Lloyds Banking Group has suspended its share buyback after a last-minute rush of compensation claims for mis-sold payment protection insurance (PPI), taking its total costs for the scandal to £21.8bn (€24.4bn).
Lloyds shares fell as much as 2.5% in London. The bank is making a further provision of between £1.2bn and £1.8bn in the third quarter after claims were as much as four times higher than expected.
The PPI scandal is the most expensive in history for UK banks, and while regulators had urged the public to seek redress for years through high-profile advertising campaigns, the surge before the August 29 cutoff caught lenders flat-footed.
Last week, Royal Bank of Scotland said it plans to set aside as much as £900m more for PPI, while CYBG, the owner of the Virgin Money brand, plunged after adding to its provisions.

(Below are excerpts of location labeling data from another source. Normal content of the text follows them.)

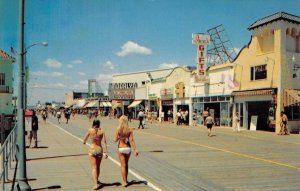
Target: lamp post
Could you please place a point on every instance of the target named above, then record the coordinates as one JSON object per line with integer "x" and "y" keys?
{"x": 45, "y": 44}
{"x": 21, "y": 150}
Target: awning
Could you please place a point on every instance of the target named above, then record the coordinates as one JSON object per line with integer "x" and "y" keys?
{"x": 135, "y": 103}
{"x": 116, "y": 105}
{"x": 108, "y": 104}
{"x": 253, "y": 92}
{"x": 291, "y": 97}
{"x": 92, "y": 104}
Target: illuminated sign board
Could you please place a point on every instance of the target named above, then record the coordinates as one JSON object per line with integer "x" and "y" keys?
{"x": 123, "y": 94}
{"x": 122, "y": 86}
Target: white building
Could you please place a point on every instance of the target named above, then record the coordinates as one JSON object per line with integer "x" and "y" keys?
{"x": 6, "y": 83}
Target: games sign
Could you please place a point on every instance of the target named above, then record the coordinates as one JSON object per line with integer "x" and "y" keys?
{"x": 201, "y": 40}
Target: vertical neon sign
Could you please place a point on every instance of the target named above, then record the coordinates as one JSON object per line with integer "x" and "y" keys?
{"x": 201, "y": 40}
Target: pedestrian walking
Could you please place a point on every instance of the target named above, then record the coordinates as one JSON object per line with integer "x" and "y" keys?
{"x": 194, "y": 116}
{"x": 34, "y": 129}
{"x": 205, "y": 115}
{"x": 44, "y": 115}
{"x": 209, "y": 121}
{"x": 283, "y": 124}
{"x": 141, "y": 116}
{"x": 237, "y": 122}
{"x": 67, "y": 115}
{"x": 162, "y": 116}
{"x": 178, "y": 116}
{"x": 124, "y": 137}
{"x": 98, "y": 144}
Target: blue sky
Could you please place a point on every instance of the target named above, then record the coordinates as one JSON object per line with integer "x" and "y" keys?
{"x": 93, "y": 39}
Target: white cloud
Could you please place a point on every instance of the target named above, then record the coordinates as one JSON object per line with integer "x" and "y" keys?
{"x": 104, "y": 77}
{"x": 168, "y": 65}
{"x": 77, "y": 62}
{"x": 39, "y": 73}
{"x": 57, "y": 74}
{"x": 69, "y": 66}
{"x": 59, "y": 85}
{"x": 81, "y": 73}
{"x": 133, "y": 48}
{"x": 52, "y": 63}
{"x": 45, "y": 74}
{"x": 236, "y": 50}
{"x": 108, "y": 65}
{"x": 83, "y": 82}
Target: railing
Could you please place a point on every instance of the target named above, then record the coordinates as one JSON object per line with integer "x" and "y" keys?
{"x": 4, "y": 89}
{"x": 7, "y": 157}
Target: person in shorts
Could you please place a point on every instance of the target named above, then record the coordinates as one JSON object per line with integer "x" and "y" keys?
{"x": 209, "y": 124}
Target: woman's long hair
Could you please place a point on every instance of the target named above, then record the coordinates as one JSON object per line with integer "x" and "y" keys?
{"x": 123, "y": 124}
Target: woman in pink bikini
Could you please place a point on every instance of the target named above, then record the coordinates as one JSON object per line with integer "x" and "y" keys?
{"x": 124, "y": 136}
{"x": 97, "y": 150}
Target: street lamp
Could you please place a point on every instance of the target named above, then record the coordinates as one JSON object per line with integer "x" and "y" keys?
{"x": 20, "y": 146}
{"x": 45, "y": 44}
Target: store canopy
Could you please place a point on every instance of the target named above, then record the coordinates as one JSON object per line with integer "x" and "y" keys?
{"x": 108, "y": 104}
{"x": 92, "y": 104}
{"x": 291, "y": 97}
{"x": 253, "y": 92}
{"x": 135, "y": 103}
{"x": 116, "y": 105}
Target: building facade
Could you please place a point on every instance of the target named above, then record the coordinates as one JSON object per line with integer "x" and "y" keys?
{"x": 6, "y": 83}
{"x": 267, "y": 74}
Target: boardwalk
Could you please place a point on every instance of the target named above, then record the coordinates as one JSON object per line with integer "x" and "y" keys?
{"x": 171, "y": 158}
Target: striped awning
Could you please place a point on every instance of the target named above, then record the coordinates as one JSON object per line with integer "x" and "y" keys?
{"x": 116, "y": 105}
{"x": 291, "y": 97}
{"x": 135, "y": 103}
{"x": 92, "y": 104}
{"x": 253, "y": 92}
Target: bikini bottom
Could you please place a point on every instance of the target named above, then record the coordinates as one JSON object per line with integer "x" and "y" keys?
{"x": 125, "y": 150}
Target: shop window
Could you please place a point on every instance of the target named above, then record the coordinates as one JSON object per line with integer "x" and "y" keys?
{"x": 293, "y": 112}
{"x": 2, "y": 79}
{"x": 258, "y": 72}
{"x": 214, "y": 98}
{"x": 206, "y": 99}
{"x": 221, "y": 98}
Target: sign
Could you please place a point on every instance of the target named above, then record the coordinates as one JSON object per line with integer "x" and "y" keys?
{"x": 201, "y": 40}
{"x": 166, "y": 91}
{"x": 122, "y": 86}
{"x": 166, "y": 102}
{"x": 152, "y": 96}
{"x": 123, "y": 94}
{"x": 180, "y": 90}
{"x": 105, "y": 98}
{"x": 253, "y": 123}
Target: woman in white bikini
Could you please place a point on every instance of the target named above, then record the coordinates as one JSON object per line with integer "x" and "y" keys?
{"x": 125, "y": 137}
{"x": 97, "y": 138}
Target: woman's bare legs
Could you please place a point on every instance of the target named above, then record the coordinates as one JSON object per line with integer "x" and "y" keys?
{"x": 124, "y": 158}
{"x": 95, "y": 163}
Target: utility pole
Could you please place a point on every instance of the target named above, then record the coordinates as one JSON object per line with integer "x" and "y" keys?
{"x": 21, "y": 150}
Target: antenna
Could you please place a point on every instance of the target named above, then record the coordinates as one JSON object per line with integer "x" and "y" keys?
{"x": 220, "y": 49}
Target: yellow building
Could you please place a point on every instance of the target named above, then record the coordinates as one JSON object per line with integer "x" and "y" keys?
{"x": 267, "y": 74}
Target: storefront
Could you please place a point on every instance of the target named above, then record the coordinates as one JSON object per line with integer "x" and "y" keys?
{"x": 166, "y": 101}
{"x": 220, "y": 108}
{"x": 254, "y": 107}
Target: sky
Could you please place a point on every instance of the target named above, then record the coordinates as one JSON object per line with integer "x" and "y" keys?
{"x": 94, "y": 39}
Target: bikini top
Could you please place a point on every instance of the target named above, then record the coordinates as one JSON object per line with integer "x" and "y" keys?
{"x": 123, "y": 137}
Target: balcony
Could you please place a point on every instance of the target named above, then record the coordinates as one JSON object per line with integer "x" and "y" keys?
{"x": 4, "y": 89}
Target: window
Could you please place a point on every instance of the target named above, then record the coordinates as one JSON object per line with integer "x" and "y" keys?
{"x": 259, "y": 72}
{"x": 2, "y": 79}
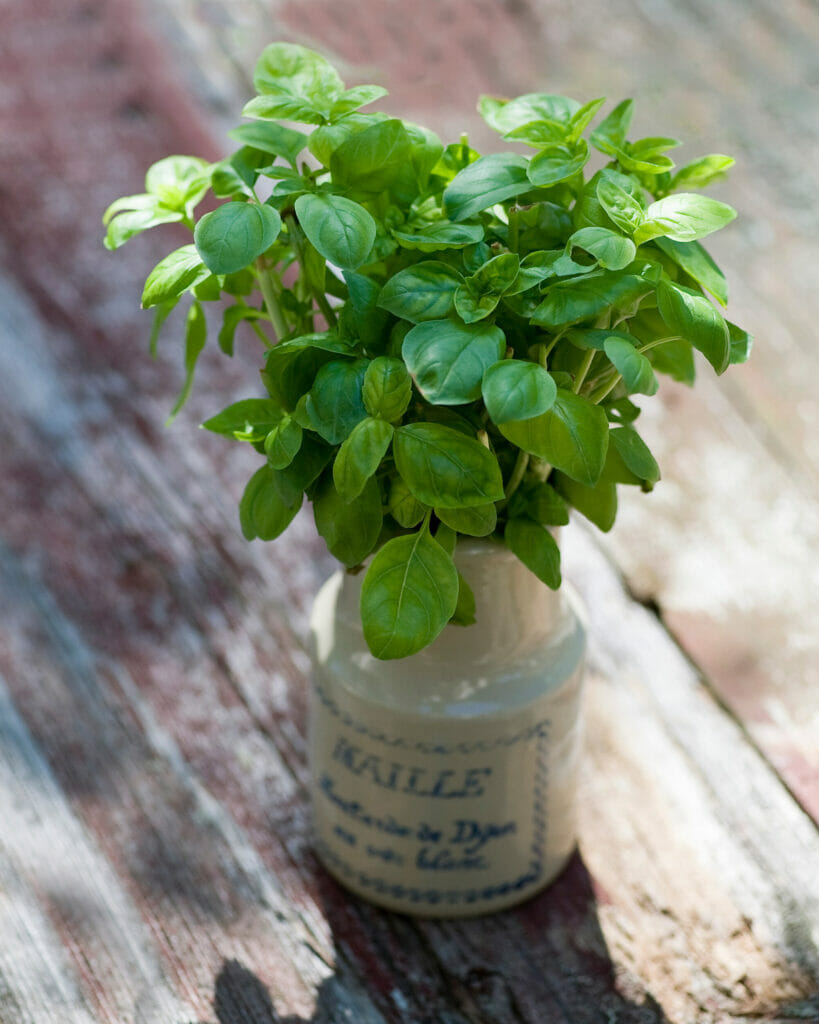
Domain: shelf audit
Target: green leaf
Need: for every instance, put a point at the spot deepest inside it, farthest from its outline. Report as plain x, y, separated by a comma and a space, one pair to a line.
196, 336
249, 420
359, 456
358, 95
598, 504
536, 548
489, 180
261, 511
558, 163
444, 468
234, 235
697, 263
516, 389
578, 300
684, 217
341, 229
702, 172
387, 388
479, 520
476, 297
634, 452
275, 138
609, 136
438, 235
407, 596
632, 366
572, 436
301, 75
423, 292
447, 359
172, 275
284, 442
350, 528
335, 403
692, 315
612, 251
404, 508
619, 202
465, 609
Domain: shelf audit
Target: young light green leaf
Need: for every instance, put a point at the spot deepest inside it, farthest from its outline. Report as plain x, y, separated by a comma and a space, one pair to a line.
447, 359
422, 292
697, 263
261, 511
284, 442
634, 452
249, 420
479, 520
407, 596
692, 316
572, 436
536, 548
632, 366
612, 251
196, 336
702, 172
558, 163
179, 270
359, 456
444, 468
335, 403
233, 235
387, 388
342, 230
515, 389
489, 180
350, 528
684, 217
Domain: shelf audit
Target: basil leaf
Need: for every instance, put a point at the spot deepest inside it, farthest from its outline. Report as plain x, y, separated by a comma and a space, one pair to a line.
536, 548
350, 528
262, 514
341, 230
251, 419
335, 403
447, 359
515, 389
423, 292
558, 163
684, 217
387, 388
479, 520
233, 235
571, 436
359, 457
489, 180
611, 251
693, 316
632, 366
407, 596
444, 468
172, 275
284, 442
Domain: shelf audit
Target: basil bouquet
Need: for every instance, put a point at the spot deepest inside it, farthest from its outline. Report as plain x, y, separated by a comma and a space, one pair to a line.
450, 341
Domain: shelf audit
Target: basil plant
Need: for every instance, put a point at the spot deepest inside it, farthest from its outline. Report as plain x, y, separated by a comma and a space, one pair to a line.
450, 341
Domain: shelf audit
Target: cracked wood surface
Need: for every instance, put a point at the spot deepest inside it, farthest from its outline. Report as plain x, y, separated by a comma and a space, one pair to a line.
155, 860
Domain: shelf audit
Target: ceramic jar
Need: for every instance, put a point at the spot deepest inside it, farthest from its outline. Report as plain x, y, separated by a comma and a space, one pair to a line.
444, 783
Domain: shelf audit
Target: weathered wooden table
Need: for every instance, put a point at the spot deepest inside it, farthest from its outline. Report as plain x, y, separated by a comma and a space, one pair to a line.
155, 858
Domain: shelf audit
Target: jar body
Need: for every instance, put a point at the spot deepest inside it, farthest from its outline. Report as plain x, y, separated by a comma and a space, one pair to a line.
444, 783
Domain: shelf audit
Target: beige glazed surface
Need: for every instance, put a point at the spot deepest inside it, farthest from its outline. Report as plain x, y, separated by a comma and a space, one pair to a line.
443, 783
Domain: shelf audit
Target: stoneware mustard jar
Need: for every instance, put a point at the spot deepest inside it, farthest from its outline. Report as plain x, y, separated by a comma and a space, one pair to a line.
444, 783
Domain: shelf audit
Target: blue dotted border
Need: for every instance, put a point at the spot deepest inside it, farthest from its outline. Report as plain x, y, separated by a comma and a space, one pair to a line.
438, 897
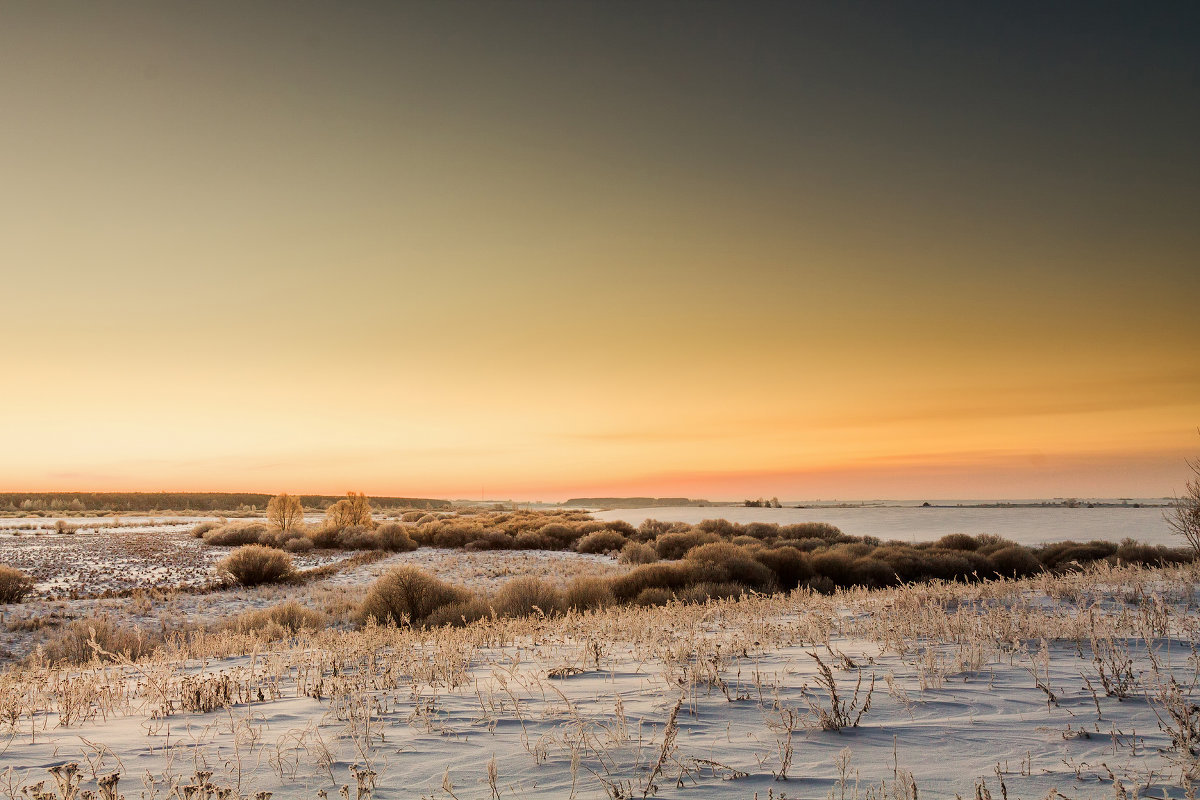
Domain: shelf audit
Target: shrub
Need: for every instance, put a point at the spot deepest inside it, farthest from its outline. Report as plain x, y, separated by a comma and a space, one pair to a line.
730, 563
653, 596
1015, 561
790, 565
600, 541
1061, 554
252, 565
283, 511
705, 591
586, 594
407, 595
235, 534
353, 510
874, 572
72, 644
394, 536
653, 576
723, 528
954, 565
622, 528
761, 530
327, 536
835, 564
492, 540
279, 620
298, 545
456, 534
526, 595
958, 542
15, 585
204, 527
528, 540
676, 546
559, 535
459, 613
811, 530
637, 553
360, 537
652, 529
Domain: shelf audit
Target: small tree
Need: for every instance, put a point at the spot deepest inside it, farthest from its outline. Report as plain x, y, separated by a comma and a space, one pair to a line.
353, 510
1185, 517
285, 512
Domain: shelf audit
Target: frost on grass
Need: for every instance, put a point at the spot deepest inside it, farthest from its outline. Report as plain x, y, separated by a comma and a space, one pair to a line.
1081, 684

“Lloyds again got its sums completely wrong,” said Neil Wilson, chief market analyst at Markets.com. British banks’ shareholders “have been consistently low-balled, fobbed off, and undersold the impact of the redress”.
The policies, which were intended to cover missed debt repayments, were often sold using aggressive tactics and in the worst cases, banks misled customers by telling them that PPI was mandatory for loans. Lloyds’ new provisions have pushed the total cost for the industry above £50bn, according to New City Agenda, a London-based think tank.
Lloyds’ extra provision is at the top end of expectations. The bank said it received about 600,000 to 800,000 PPI information requests per week during the deadline month, well above its previous assumption of 190,000 per week. Lloyds said:
The board will give consideration to the distribution of surplus capital at the year end and continues to target a progressive and sustainable ordinary dividend
Lloyds, which is the most exposed British lender to PPI, had a £1.75bn buyback programme for the year, and the suspension means about a third of that sum will likely be unused. Barclays, the second-most exposed UK bank, has yet to make a comment about the August PPI claim rush.
“It seems Barclays will be sure to follow suit,” said Mr Wilson. “At least the end is in sight for banks and their shareholders.”
The UK’s Financial Conduct Authority said that, as of June, it had received more than 44,000 calls and over 11m views of its PPI website.